According to our author of the biographie romancée:

Johann Friedrich Struensee, son of a pastor from Prussian Halle and three years old when Friedrich ascends the throne, does not admire the Prussian king. But he was also shaped by this once-in-a-century phenomenon, and he incorporated his political ideas so faithfully into his own statesmanlike thinking that he appeared to many to be a copy of Frederick II. Struensee will probably never find out again that after his fall, no one else has spoken about him in such a caustic, poisonous, and utterly devastating way as this king: Fridericus Rex seems to refuse to be taken so shamelessly at his word by a petty bourgeois, and by one of his own former subjects.

Well, there's your answer! He didn't admire Fritz and Fritz spoke caustically about him, so clearly Hartmann won't give him the time of day.

I did order Hartmann, btw, because you said there was material about Denmark and the Great Northern War, and, well, I have to read it. ;) But I will read it through a skeptical lens.

* There is a lot of emphasis by the author of the Struensee bio that Fritz is not der Große so much as he is der Einzige. I laughed. Don't let me not write this book up, it's too much fun so far!

Re: Struensee

Date: 2023-02-06 07:01 am (UTC)
selenak: (Wilhelmine)
From: [personal profile] selenak
LOL. Yes, since Stefan Hartmann is a committed Fritz-Fan himself and regards "History of my Time" and "History of the Seven Years War" (both by Fritz) as his main sources for all things Prussia, with their veracity never called into question, it's no wonder poor Struensee gets slandered by him as well, then.

MT married a Frenchman

*dies*

[personal profile] cahn, since you're currently with the Ottonians in the German History Podcast, you'll recall that the question as to whether Lothringia (i.e. Lorraine) is French or German is, err, only one of the main concerns for German Emperors from Charlemagne's great grandchildren onwards and, as Dirk says, will only be finally resolved in 1945.

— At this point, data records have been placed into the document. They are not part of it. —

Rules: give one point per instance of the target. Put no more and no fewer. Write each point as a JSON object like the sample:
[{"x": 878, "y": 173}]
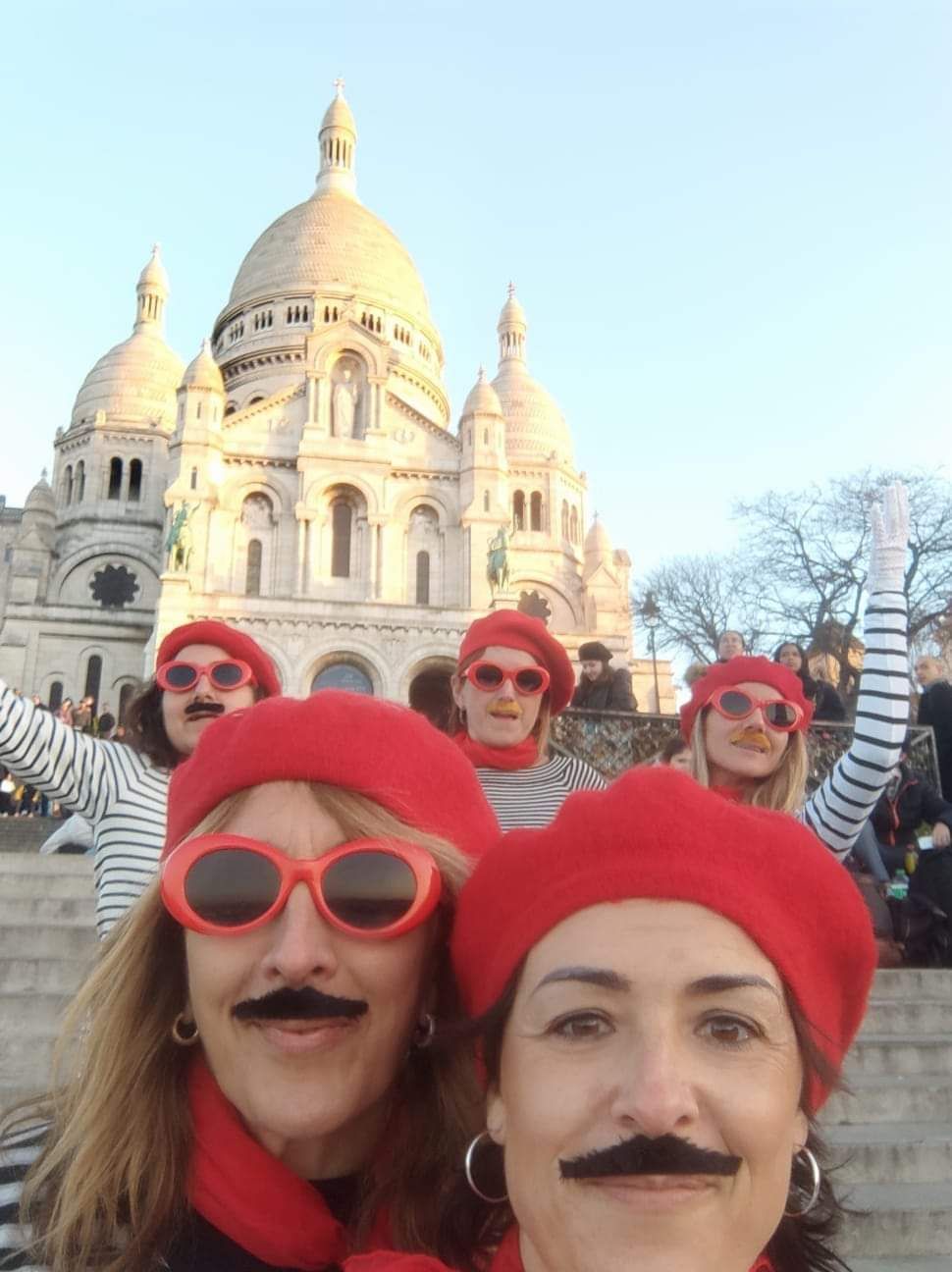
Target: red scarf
[
  {"x": 523, "y": 755},
  {"x": 249, "y": 1195}
]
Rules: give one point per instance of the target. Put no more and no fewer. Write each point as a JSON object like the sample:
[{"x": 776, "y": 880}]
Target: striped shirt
[
  {"x": 840, "y": 807},
  {"x": 532, "y": 796},
  {"x": 121, "y": 793}
]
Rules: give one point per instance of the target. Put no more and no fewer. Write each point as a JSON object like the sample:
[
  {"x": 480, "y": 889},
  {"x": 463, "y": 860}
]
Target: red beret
[
  {"x": 657, "y": 833},
  {"x": 513, "y": 630},
  {"x": 740, "y": 670},
  {"x": 380, "y": 749},
  {"x": 231, "y": 640}
]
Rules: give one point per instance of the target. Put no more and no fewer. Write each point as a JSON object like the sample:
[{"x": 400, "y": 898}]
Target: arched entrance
[{"x": 429, "y": 691}]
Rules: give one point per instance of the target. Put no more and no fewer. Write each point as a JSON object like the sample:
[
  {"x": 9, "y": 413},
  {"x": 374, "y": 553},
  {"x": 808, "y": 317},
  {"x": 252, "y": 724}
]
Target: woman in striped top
[
  {"x": 510, "y": 679},
  {"x": 123, "y": 790},
  {"x": 746, "y": 720}
]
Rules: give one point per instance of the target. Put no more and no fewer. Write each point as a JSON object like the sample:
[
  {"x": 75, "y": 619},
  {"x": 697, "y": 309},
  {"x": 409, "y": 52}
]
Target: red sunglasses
[
  {"x": 227, "y": 673},
  {"x": 527, "y": 681},
  {"x": 226, "y": 884},
  {"x": 781, "y": 716}
]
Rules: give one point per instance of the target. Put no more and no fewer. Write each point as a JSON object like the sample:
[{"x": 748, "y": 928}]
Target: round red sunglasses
[
  {"x": 227, "y": 884},
  {"x": 488, "y": 675},
  {"x": 781, "y": 716},
  {"x": 227, "y": 673}
]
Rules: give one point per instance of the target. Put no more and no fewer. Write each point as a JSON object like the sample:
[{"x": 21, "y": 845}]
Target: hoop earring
[
  {"x": 815, "y": 1191},
  {"x": 424, "y": 1032},
  {"x": 467, "y": 1170},
  {"x": 185, "y": 1034}
]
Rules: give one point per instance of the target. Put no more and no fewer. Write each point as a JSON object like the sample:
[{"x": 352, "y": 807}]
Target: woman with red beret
[
  {"x": 511, "y": 677},
  {"x": 747, "y": 717},
  {"x": 247, "y": 1080},
  {"x": 204, "y": 669},
  {"x": 657, "y": 1028}
]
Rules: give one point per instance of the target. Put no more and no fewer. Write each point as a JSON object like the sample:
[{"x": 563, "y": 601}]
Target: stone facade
[{"x": 301, "y": 480}]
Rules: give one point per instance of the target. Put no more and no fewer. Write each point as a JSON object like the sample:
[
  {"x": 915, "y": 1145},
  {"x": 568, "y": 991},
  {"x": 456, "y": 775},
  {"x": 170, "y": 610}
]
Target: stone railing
[{"x": 614, "y": 740}]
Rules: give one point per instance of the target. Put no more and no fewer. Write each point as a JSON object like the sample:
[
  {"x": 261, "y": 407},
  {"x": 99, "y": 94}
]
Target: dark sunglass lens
[
  {"x": 180, "y": 675},
  {"x": 736, "y": 704},
  {"x": 232, "y": 886},
  {"x": 227, "y": 675},
  {"x": 369, "y": 889},
  {"x": 488, "y": 675}
]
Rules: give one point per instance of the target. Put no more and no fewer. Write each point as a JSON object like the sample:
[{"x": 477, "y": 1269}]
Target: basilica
[{"x": 303, "y": 478}]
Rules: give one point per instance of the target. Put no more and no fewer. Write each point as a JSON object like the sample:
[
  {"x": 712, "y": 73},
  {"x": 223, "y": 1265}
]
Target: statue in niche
[{"x": 346, "y": 398}]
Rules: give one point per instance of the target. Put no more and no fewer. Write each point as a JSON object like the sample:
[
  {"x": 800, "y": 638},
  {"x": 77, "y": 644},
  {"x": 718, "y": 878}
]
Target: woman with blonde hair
[
  {"x": 746, "y": 718},
  {"x": 245, "y": 1080}
]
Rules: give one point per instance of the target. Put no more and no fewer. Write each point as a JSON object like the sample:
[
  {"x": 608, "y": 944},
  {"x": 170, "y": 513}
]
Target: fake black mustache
[
  {"x": 642, "y": 1155},
  {"x": 303, "y": 1004},
  {"x": 208, "y": 708}
]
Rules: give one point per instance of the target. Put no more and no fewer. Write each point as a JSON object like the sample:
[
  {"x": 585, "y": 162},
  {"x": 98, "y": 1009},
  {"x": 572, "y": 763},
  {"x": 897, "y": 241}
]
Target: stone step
[
  {"x": 897, "y": 1220},
  {"x": 891, "y": 1053},
  {"x": 884, "y": 1098},
  {"x": 908, "y": 1017},
  {"x": 901, "y": 1151}
]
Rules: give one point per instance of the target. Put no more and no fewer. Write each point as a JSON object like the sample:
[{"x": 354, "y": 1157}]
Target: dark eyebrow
[
  {"x": 600, "y": 976},
  {"x": 720, "y": 983}
]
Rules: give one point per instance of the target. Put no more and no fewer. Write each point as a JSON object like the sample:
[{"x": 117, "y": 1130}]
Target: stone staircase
[{"x": 893, "y": 1134}]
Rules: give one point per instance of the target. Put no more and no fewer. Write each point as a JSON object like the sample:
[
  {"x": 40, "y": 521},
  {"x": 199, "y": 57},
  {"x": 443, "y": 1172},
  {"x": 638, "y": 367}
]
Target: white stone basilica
[{"x": 300, "y": 478}]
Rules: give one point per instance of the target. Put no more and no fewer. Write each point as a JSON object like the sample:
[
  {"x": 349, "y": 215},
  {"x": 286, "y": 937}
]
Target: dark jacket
[
  {"x": 609, "y": 692},
  {"x": 897, "y": 818}
]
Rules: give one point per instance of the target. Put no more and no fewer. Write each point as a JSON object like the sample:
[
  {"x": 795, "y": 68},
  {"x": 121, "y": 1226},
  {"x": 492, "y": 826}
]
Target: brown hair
[{"x": 108, "y": 1191}]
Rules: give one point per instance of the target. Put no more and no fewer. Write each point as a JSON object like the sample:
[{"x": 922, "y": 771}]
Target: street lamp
[{"x": 650, "y": 613}]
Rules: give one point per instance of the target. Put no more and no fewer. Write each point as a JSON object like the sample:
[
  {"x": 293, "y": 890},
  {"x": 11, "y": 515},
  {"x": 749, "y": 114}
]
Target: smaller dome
[
  {"x": 202, "y": 372},
  {"x": 483, "y": 398}
]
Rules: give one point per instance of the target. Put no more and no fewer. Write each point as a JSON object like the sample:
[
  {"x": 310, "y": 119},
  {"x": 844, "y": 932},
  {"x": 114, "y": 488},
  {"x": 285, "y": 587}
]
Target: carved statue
[
  {"x": 346, "y": 396},
  {"x": 179, "y": 544},
  {"x": 498, "y": 561}
]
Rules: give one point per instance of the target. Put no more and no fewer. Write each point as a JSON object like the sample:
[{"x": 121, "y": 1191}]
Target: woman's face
[
  {"x": 187, "y": 716},
  {"x": 790, "y": 657},
  {"x": 651, "y": 1019},
  {"x": 741, "y": 752},
  {"x": 312, "y": 1090},
  {"x": 502, "y": 717}
]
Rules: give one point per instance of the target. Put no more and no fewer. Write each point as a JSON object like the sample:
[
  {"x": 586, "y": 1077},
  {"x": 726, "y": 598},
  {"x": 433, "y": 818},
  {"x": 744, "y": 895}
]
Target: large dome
[{"x": 333, "y": 240}]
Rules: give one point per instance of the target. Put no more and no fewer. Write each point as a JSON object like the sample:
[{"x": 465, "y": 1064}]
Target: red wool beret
[
  {"x": 741, "y": 670},
  {"x": 231, "y": 640},
  {"x": 513, "y": 630},
  {"x": 380, "y": 749},
  {"x": 657, "y": 833}
]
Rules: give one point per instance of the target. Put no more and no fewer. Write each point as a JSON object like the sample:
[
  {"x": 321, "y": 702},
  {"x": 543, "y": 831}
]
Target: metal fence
[{"x": 614, "y": 740}]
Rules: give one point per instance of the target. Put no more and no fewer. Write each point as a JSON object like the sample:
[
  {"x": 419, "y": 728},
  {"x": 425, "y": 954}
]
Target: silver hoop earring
[
  {"x": 467, "y": 1169},
  {"x": 424, "y": 1032},
  {"x": 185, "y": 1034},
  {"x": 815, "y": 1191}
]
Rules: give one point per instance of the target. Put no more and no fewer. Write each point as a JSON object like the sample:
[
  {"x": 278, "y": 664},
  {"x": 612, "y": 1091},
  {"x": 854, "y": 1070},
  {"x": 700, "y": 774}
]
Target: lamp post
[{"x": 650, "y": 614}]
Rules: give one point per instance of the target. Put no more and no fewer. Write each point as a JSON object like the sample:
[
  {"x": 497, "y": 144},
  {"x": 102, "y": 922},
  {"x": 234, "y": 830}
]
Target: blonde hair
[
  {"x": 783, "y": 790},
  {"x": 108, "y": 1190},
  {"x": 541, "y": 729}
]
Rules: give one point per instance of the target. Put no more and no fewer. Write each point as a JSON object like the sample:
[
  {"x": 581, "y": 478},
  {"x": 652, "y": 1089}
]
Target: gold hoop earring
[
  {"x": 185, "y": 1034},
  {"x": 818, "y": 1180}
]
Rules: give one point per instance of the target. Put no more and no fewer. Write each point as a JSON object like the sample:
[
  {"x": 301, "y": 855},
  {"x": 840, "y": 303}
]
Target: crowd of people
[{"x": 376, "y": 997}]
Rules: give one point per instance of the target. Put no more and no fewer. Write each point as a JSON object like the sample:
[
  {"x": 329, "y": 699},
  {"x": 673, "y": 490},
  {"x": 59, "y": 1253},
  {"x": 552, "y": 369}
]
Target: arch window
[
  {"x": 536, "y": 510},
  {"x": 252, "y": 574}
]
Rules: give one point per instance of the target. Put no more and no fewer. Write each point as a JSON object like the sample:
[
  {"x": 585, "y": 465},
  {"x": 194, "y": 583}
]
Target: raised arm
[
  {"x": 67, "y": 765},
  {"x": 837, "y": 811}
]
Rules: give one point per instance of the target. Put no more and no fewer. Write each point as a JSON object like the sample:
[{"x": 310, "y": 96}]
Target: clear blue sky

Mind you, I do recall some people when MT promoted FS for HRE argued he wasn't German enough, but the people in question just didn't want another (married to a) Habsburg Emperor.

Re: Struensee

Date: 2023-02-06 05:21 pm (UTC)
mildred_of_midgard: (Default)
From: [personal profile] mildred_of_midgard
cahn, since you're currently with the Ottonians in the German History Podcast, you'll recall that the question as to whether Lothringia (i.e. Lorraine) is French or German is, err, only one of the main concerns for German Emperors from Charlemagne's great grandchildren onwards

I was going to say, I know the relationship of Lorraine to France in the 18th century is complicated and in flux, but all you have to know is that it's not the same as the relationship to France in the present day! It's been complicated since like 843!

Also, the book was written in 1985, so 1945 was within living memory. No excuse!